The Lagoa do Jequiá Marine Extractive Reserve is in the municipality of Jequiá da Praia, and includes an area of sea offshore from this municipality and Coruripe and São Miguel dos Campos in Alagoas.
It has an area of 10231 ha.
The reserve includes the Jequiá Lagoon, where the Jequiá River spreads out in the coastal plain just before it flows into the Atlantic Ocean.
It protects the river down to its mouth, and then covers a rectangular area of the ocean that extends along the coast in the northeast direction.

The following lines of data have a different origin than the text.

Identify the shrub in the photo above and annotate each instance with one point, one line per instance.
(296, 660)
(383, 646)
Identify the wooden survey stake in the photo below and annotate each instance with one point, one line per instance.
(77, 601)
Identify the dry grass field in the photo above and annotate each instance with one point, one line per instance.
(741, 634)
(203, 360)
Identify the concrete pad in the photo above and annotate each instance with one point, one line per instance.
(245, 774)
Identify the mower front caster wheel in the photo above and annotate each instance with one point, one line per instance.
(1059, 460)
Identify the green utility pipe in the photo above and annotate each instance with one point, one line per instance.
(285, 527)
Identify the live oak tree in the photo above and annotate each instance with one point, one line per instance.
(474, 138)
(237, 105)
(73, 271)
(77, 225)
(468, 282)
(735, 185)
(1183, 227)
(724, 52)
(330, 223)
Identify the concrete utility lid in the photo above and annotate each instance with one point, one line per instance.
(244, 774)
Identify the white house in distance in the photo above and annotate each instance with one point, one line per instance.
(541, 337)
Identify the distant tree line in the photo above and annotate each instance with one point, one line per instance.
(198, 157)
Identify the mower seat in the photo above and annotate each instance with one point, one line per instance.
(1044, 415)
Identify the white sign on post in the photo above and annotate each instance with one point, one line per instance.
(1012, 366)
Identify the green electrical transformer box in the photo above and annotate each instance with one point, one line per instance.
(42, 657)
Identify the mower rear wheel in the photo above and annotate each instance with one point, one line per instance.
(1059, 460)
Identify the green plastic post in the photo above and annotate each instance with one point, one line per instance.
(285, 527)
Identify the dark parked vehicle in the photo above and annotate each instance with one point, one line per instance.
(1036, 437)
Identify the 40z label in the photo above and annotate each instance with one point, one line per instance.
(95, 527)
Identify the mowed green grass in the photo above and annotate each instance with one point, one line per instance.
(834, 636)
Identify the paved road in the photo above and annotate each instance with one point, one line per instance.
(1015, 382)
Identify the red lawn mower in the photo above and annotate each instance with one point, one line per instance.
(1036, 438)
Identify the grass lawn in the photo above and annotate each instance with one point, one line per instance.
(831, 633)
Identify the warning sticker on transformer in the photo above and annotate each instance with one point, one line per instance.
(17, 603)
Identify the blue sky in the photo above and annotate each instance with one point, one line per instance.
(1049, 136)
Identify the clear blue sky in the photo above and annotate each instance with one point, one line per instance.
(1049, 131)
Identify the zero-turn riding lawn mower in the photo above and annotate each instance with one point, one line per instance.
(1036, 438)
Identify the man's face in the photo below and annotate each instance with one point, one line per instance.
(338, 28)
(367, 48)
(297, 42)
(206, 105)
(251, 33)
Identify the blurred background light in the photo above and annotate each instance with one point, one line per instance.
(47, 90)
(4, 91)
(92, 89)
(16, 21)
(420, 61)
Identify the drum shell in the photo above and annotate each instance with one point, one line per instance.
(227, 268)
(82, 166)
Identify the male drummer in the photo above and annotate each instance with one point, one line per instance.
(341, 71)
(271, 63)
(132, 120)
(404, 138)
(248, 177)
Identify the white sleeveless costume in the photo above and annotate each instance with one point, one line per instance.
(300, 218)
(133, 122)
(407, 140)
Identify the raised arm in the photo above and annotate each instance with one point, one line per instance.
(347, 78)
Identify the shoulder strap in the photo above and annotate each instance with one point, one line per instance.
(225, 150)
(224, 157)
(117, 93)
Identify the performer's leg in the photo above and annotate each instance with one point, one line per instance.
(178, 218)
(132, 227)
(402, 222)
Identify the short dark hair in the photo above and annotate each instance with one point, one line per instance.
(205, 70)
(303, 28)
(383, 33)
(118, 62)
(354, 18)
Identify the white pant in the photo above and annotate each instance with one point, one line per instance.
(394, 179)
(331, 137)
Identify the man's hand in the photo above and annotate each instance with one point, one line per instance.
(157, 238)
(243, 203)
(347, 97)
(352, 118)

The population in 2002 was about 2,000 people.
They were mainly engaged in fishing and collecting crustaceans near the mangroves.
Most of them have an incomplete primary education.
The population generally has poor health due to deficient sanitation.

==History==

The Lagoa do Jequiá Marine Extractive Reserve was created by federal decree on 27 September 2001.
It is administered by the Chico Mendes Institute for Biodiversity Conservation (ICMBio).
It is classed as IUCN protected area category VI (protected area with sustainable use of natural resources).
An extractive reserve is an area used by traditional extractive populations whose livelihood is based on extraction, subsistence agriculture and small-scale animal raising.
Its basic objectives are to protect the livelihoods and culture of these people and to ensure sustainable use of natural resources.

On 20 December 2007 the Instituto Nacional de Colonização e Reforma Agrária (INCRA: National Institute for Colonization and Agrarian Reform) recognised the reserve as meeting the needs of 3,000 families, who would qualify for PRONAF support.
The deliberative council was created on 5 September 2011.
On 18 July 2014 the profile of families benefiting from the reserve was approved.